Using Collections
Our intent is to make it quick and simple to use existing Underlay collections. There will likely be several iterations on designing the best approach for achieving this.
There are a number of important elements that a user of data may want to customize for thier use case:
- Shape of the output data (e.g. how the data is nested and which fields are included)
- Key names of output data (e.g. to align with production systems)
- Format of the output data (e.g. JSON file, CSV file, hosted database, public API)
- Auto-versioning functionality (e.g. do you always want the latest version, or a specific version of the data )
Re-use of exports
One social practice we notice in code and would like to mimic for data, is being able to see how people use public datasets. Having examples of the ways in which data is being exported and used can help guide people as they try to understand the most relevant and useful pieces of a dataset. Such information is also useful feedback for the data producer.

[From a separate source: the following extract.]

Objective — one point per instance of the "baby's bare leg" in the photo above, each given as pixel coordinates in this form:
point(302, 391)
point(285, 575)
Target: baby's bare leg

Current approach: Static cached files
At present, exports are generated as static, cached files. The files can either be CSV or JSON, and new cached files are produced for each new version of the collection.
Export files can specify a mapping that allows users to choose which fields they want included in their exported file, as well as rename those fields to align with their use case.
At present, there is no way to filter data from an export beyond including or excluded a specific class or attribute.
Future Approach: Queries
An improved interface for exports would be to allow users to generate a query whose result is cached and storage. The output result may be similar to static cached files (e.g. a JSON file or CSV file), but they would have more granular control over which data is included in these output files.
Future Approach: Hosted instances
One future interface we intend to implement is the ability to quickly stand up a private, hosted database that is populated with the collection's data or a queried subset of the data. This hosted instance would be production-grade and could be immediately used in a production environment. Settings on whether the content of the hosted instance is automaticall incremented as new collection versions are published would be configurable.
This would give users a simple way to take existing collections and using them in production environments quickly, and with low maintenance overhead.